If the words “New Year’s resolutions” make you cringe and want to hide, you can skip the rest of this super wonderful article and just look at all of the cute animals available for adoption at AHS right now.
If you’re open to hearing about yet another benefit of pet ownership, keep reading!
For many, the beginning of 2019 marks a big change. If more exercise, less junk food, stress reduction, and subsequent weight loss are a part of your New Year’s resolutions, experts say having an accountability partner can help.
And your accountability partner is likely staring at you as you read this. Yeah, your pet!
Minnesota is home to some of the unhealthiest dogs and cats in the country, according to this Banfield study. If your pet falls into the overweight category, maybe they could use some goal setting just like you!
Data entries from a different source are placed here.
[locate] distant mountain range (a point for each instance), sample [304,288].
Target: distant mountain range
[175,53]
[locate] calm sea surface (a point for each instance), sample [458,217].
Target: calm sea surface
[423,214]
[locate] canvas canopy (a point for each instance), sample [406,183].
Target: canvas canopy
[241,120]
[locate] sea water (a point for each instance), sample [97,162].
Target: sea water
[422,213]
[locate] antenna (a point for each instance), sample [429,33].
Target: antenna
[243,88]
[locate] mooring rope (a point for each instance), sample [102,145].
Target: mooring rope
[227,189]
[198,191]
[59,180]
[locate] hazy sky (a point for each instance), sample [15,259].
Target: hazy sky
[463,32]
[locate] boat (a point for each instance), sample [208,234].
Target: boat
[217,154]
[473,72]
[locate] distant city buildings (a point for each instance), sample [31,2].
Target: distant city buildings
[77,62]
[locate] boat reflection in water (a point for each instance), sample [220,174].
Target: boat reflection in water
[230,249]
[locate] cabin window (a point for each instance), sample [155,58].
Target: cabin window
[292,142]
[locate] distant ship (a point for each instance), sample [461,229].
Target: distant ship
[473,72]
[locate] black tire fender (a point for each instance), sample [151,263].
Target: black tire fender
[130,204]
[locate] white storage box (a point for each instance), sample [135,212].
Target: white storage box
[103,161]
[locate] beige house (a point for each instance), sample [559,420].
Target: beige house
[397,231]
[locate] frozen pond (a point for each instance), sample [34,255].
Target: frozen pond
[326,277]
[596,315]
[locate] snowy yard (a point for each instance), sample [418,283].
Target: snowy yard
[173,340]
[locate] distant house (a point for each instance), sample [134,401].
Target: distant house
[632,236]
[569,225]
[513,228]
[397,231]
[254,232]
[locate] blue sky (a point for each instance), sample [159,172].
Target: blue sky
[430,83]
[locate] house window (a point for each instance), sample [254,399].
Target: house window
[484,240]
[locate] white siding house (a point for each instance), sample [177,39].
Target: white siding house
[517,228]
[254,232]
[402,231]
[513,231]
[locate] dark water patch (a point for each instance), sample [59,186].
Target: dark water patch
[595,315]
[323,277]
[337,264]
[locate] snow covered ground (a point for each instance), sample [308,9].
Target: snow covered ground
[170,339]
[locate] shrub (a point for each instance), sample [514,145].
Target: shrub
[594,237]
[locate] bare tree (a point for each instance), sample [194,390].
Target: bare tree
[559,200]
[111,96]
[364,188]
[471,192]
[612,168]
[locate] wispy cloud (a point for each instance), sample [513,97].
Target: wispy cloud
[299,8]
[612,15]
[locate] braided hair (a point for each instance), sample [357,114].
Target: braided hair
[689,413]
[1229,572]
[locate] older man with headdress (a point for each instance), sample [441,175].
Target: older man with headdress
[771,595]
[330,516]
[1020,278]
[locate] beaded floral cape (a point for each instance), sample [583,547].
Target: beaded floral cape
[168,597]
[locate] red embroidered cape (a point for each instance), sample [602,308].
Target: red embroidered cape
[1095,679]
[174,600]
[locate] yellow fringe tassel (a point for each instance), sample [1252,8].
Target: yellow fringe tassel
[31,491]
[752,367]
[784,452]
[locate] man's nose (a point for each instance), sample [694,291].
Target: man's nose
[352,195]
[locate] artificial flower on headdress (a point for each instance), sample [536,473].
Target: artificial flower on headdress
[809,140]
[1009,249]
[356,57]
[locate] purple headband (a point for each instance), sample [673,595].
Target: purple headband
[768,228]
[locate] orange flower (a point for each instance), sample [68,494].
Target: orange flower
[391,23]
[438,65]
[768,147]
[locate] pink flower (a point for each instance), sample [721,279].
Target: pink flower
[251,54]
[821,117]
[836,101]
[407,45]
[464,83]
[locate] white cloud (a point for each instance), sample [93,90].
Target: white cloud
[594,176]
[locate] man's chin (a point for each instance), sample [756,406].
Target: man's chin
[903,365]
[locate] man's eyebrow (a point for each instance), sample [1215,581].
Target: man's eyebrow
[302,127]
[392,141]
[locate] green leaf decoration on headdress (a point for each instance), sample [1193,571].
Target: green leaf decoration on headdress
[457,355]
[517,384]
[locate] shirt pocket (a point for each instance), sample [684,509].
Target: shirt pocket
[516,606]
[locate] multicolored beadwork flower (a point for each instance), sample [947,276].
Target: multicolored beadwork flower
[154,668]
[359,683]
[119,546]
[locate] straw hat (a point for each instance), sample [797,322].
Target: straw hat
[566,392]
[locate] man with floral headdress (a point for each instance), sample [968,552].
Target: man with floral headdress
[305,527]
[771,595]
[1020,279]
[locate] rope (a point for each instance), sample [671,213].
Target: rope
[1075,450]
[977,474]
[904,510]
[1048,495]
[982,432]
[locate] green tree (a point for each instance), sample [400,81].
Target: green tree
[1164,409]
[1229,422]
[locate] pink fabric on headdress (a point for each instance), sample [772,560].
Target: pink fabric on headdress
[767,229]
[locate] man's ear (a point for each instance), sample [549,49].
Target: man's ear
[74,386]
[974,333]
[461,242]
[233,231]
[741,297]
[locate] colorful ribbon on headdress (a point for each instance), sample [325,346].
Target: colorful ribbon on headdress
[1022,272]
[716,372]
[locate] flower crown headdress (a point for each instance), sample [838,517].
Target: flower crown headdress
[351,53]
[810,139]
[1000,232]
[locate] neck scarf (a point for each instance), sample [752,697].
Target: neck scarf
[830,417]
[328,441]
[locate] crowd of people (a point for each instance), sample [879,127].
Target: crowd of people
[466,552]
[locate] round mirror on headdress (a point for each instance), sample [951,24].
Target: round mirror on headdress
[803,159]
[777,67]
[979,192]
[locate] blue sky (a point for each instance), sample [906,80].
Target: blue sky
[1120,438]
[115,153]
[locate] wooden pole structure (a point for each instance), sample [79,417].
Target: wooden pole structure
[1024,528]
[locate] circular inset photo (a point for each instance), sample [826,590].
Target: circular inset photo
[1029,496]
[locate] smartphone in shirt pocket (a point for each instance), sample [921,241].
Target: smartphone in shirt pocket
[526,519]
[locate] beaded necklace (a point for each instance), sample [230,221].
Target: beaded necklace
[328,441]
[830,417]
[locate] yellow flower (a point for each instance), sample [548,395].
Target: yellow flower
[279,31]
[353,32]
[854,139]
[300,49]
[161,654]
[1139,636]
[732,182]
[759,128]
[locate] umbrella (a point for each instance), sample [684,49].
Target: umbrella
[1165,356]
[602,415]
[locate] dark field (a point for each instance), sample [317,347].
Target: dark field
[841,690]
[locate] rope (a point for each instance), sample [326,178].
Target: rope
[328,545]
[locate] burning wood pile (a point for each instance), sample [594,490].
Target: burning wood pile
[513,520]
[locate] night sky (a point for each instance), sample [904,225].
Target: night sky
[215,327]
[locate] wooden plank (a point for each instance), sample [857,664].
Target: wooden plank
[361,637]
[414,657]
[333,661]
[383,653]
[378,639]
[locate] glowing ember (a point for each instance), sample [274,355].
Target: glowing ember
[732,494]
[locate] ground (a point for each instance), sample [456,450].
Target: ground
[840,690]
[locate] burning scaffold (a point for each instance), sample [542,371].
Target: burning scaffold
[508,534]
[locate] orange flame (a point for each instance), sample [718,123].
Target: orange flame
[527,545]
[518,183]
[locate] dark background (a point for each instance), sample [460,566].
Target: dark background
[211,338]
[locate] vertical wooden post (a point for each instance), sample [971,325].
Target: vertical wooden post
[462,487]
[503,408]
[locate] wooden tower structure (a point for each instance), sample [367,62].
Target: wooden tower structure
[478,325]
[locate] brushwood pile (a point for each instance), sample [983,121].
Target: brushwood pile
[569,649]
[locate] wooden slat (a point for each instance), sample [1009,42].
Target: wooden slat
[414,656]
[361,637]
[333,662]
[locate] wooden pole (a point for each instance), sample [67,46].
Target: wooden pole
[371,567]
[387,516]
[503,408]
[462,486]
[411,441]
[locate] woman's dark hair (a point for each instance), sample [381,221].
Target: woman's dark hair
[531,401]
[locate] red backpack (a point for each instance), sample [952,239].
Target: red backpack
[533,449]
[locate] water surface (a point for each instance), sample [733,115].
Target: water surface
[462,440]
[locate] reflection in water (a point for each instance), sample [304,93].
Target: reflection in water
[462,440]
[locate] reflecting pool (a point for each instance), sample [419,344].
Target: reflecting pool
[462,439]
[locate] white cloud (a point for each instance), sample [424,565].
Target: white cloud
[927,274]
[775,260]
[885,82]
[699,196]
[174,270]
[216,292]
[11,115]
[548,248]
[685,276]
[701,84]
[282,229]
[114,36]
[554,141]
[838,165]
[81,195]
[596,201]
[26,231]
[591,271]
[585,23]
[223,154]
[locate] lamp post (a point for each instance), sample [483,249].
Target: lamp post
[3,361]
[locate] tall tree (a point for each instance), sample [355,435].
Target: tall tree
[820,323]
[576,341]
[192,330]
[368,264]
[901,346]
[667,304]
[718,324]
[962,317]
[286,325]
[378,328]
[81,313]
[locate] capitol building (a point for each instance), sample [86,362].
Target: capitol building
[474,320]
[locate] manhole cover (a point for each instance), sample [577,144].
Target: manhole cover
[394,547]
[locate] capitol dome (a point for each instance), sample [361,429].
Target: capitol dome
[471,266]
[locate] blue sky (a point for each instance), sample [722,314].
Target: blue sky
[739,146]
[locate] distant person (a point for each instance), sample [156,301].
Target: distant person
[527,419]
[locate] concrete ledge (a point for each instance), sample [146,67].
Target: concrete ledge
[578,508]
Need to shed a few pounds? Start moving. The Mayo Clinic features a great 12-week walking plan from the National Heart, Lung, and Blood Institute. If you’re a dog owner, this schedule can be beneficial for both you and your canine companion. And if that walk turns into a run, start searching for dog-friendly 5Ks in the Twin Cities area. Check out this calendar of dog-friendly activities created by our good friends at Sidewalk Dog.
Ok, so you only own cats? You can trim down their extra pounds, too, by training your kitty to walk on a leash. Before you start walking your cat, get them used to wearing a leash and harness. Winter is the perfect time to do that. Indoor cats also need enrichment — when they have nothing to do but eat and sleep, they can grow fat. Cats are hunters and predators by nature, and you can help nurture this natural instinct with toys and games.
We all know that extra pounds on humans can lead to serious health issues, and pets are no different! Read more about how to get your pet to a healthy weight, and stay there.
Eating right starts at the grocery store. So while you stand drooling in front of all those lettuce options, don’t forget to put some thought into what you’re feeding your four-legged family members at home, and how much.
You should always measure the amount of food you give your animals. If you pet is food motivated, don’t leave a bowl of food out and available at all times (also called free-feeding). If you’re unsure of what amount is right, your veterinarian will know exactly how much food your pet should be eating. Don’t rely on the recommendations on the back of pet food bags. With indoor cats, it’s even more important — they need less calories for their sedentary lifestyle.
Food puzzles are also great for both dogs and cats. They help stimulate their brains and force them to eat slower. Puzzles gives their little bellies time to digest the food and makes them think about how to get each piece of kibble.
Low calorie weight loss food for both dogs and cats can be a great way to shed the pounds. There are prescription foods for severely obese animals. Ask your vet about it before changing their food.
We’ve all heard it: meditation and mindfulness are great for improving sleep and focus, reducing stress and anxiety, providing mental clarity, and so much more. According to Yoga Journal, your pet might be the key to helping you quiet your mind! Next time you’re settling down for the night, give “Petitation” a try. Pet your animal while you meditate, taking a few moments for yourself. You don’t have to do it very long — a few minutes can make a difference!
Your pets are like family, so include them in your goal setting! There’s no better accountability partner than a furry four-legged friend to help improve your health and wellbeing.